Sam has a brother and his best friend Kate, and together the three of them have a lovely friendship/family. And what I really liked is that throughout the book, Hartley slowly makes his own family as well. His staff left him once the gossip broke – so he had hired a ruffian kid named Alf, who becomes his valet. And then Alf finds a young pregnant society lady who was kicked out of her house, to be the cook. These two, along with Hartley and Sam, become their own little family and it’s so cute and heart-warming.
The romance between Sam and Hartley starts out slowly, as Hartley can’t be touched. And Sam is so patient and kind, and willing to put Hartley’s needs first – and he listens to Hartley, so he is sure to not overstep his bounds. I loved them together. And let me not forget to mention the scene where Sam caresses Hartley’s gloves at the pub. It’s a longer scene but I’ll give you a tiny taste….

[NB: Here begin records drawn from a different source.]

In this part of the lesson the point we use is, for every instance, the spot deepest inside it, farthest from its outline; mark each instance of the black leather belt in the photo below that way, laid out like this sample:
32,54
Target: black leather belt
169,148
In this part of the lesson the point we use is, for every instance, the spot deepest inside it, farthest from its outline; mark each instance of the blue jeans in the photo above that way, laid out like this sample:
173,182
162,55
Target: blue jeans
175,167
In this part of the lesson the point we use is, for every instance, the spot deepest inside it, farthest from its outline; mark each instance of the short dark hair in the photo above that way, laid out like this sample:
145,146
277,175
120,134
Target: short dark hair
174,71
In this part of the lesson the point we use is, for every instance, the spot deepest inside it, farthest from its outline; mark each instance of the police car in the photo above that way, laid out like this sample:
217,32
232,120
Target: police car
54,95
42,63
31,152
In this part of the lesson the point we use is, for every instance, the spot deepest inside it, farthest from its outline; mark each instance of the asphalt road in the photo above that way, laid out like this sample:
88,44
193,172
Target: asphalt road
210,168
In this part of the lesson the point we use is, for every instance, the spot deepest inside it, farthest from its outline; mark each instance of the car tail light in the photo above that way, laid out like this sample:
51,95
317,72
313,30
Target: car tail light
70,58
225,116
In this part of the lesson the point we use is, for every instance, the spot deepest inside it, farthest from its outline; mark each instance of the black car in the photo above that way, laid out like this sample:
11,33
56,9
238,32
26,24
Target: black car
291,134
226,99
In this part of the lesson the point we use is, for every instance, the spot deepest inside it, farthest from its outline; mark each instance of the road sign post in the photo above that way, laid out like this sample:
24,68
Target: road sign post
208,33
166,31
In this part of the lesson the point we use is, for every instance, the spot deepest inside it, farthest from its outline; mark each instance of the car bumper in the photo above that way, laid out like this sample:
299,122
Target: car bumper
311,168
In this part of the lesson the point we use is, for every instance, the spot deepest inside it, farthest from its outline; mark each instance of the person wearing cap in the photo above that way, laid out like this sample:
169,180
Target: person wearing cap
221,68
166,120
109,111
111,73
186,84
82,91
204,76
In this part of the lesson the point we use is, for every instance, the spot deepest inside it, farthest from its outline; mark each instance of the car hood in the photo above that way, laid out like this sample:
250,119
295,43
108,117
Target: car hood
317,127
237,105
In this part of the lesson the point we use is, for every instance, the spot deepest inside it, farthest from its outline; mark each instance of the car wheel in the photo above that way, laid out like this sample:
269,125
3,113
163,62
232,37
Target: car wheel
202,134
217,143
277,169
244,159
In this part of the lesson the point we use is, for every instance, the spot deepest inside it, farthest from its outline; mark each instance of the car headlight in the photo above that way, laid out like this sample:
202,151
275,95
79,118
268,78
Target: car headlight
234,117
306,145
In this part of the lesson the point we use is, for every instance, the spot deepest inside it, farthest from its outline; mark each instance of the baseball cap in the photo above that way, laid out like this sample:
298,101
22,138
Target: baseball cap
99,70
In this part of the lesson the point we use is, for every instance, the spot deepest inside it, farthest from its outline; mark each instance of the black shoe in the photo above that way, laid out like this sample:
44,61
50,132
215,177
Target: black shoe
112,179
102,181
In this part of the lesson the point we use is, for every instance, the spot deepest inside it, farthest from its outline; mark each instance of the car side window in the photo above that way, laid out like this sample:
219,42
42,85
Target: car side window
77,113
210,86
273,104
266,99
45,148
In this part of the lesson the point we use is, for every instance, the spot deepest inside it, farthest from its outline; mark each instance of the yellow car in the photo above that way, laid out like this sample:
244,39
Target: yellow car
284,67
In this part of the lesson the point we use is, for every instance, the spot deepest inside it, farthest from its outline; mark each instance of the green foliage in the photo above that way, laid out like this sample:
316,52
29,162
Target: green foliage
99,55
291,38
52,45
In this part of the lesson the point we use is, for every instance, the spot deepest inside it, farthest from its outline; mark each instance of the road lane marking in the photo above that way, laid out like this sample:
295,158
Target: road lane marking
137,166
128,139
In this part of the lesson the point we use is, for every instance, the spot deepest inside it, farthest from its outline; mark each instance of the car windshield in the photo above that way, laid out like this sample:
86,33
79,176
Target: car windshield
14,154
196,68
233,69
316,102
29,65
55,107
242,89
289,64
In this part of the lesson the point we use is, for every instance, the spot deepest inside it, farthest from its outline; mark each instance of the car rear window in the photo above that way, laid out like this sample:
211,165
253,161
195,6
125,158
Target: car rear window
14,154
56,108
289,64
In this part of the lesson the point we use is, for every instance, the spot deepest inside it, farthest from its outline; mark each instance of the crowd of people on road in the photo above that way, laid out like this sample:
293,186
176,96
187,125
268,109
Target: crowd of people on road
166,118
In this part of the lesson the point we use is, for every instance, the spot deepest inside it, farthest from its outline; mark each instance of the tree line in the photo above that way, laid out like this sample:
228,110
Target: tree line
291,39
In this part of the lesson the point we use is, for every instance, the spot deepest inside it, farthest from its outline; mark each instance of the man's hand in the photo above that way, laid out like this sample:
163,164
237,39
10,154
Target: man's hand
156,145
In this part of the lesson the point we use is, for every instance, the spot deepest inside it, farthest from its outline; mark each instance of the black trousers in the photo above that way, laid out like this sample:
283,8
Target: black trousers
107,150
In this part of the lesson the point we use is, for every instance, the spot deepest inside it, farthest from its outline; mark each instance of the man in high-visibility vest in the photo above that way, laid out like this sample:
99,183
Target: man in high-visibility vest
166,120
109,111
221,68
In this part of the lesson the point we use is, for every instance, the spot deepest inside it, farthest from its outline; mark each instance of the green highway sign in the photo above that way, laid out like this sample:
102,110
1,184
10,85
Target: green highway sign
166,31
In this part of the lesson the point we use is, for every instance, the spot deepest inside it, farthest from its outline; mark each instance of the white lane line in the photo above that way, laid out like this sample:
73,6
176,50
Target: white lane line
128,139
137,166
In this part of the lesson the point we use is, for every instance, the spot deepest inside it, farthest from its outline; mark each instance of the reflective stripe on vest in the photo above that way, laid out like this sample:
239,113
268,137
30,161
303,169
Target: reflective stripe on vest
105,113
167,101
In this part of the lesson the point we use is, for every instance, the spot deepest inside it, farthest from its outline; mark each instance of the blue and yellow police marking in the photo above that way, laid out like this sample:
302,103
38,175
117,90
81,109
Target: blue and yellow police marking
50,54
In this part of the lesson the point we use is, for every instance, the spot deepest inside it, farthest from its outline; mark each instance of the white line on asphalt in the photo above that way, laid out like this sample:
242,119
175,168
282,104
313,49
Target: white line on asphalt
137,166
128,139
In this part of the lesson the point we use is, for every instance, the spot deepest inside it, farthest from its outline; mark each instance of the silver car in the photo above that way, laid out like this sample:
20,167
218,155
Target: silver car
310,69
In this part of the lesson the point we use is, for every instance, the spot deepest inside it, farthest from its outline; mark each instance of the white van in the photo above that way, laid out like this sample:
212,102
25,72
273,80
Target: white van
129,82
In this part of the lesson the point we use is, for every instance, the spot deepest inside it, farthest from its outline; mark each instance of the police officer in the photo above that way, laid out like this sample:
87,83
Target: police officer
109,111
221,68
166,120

Sam out to put the glove down, pour some beers, get back to his damned job. Instead he turned it over on the table, gave it one final caress, and when he handed it back to Hartley, let his fingers graze over the the other man’s palm.
His breath hitched, and from the other man’s stillness, he thought Hartley wasn’t breathing either.
A heartwarming story of friendship and love.
I’ve enjoyed other books by Cat Sebastian; I’m eager to read this one now. Thanks, Mandi, for the review.